KNIGHTS OF JERUSALEM: THE CRUSADING ORDER OF HOSPITALLERS, 1100-1565
DAVID NICOLLE
OSPREY PUBLISHERS, 2008
HARDCOVER, 224 PAGES, $25.95, APPENDICES, GLOSSARY, ILLUSTRATIONS
To some they were the "Chosen Knights of Christ"; to others, they were simply "pirates bearing crosses," the Knights Hospitaller (also known as the Sovereign Military Hospitaller Order of St. John of Jerusalem of Rhodes and Malta, Order of St. John, Knights of Malta, and Chevaliers of Malta; French: Ordre des Hospitaliers) was a Christian organization that began as an Amalfitan hospital founded in Jerusalem in 1018 to provide care for poor, sick, or injured pilgrims to the Holy Land.

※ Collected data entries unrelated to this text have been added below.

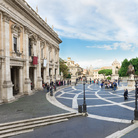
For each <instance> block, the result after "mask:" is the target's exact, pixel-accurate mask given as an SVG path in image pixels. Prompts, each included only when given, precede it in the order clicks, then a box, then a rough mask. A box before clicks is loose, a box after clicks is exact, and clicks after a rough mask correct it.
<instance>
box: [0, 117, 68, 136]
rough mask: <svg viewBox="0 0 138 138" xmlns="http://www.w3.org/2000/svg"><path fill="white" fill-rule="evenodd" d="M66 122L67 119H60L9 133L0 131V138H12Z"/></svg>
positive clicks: (13, 130) (30, 125)
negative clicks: (37, 128)
mask: <svg viewBox="0 0 138 138" xmlns="http://www.w3.org/2000/svg"><path fill="white" fill-rule="evenodd" d="M67 120H68V119H61V120H56V121H51V122H48V123H47V122H46V123H41V124H37V125H30V126H25V127H21V128H14V129H12V131H9V132H4V131H1V132H0V138H6V137H10V136H13V135H17V134H21V133H26V132H28V131H29V132H30V130H31V131H32V129H34V128H35V127H41V126H46V125H50V124H55V123H59V122H63V121H67Z"/></svg>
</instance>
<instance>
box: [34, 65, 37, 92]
mask: <svg viewBox="0 0 138 138" xmlns="http://www.w3.org/2000/svg"><path fill="white" fill-rule="evenodd" d="M34 89H35V90H36V89H37V69H36V67H35V68H34Z"/></svg>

After the Western Christian conquest of Jerusalem in 1099 during the First Crusade, it became a religious/military order under its own charter, and was charged with the care and defense of the Holy Land. The Hospitallers evolved into one of the great military forces of the Crusades, fighting the Islamic enemy alongside their brothers and rivals, the Templers. After the fall of the Holy Land, the Order moved to Rhodes and pursued a naval crusade, regarded by the Ottomans and Venetians as simple high-seas pirates. Eventually they wound up on Malta, where they remained for more than 250 years, surviving the famous great siege of 1565, until finally ousted by Napoleon in 1798. When the Knights ceased to be associated with any one place, it gave rise to successors in existence until the present including the Sovereign Order of Malta. The KNIGHTS OF JERUSALEM: THE CRUSADING ORDER OF HOSPITALLERS, 1100-1565 immerses the reader in the lives of these holy warriors, not only giving a history of the order, but delving into their techniques for recruitment and training, and even their battlefield tactics. This book is intended as an introduction to the Order for academics working in other fields, as well as the interested general reader. It also considers the Order's activities away from the frontiers of Christendom: its economic activities and its relations with patrons and rulers throughout Europe, as well as its hospital work and its religious life. It's a fascinating story, and KNIGHTS OF JERUSALEM: THE CRUSADING ORDER OF HOSPITALLERS 1100-1565 wraps it up with a satisfying epilogue: the Hospitallers have survived to this day as a charitable order, having returned to their original mission: caring for the sick.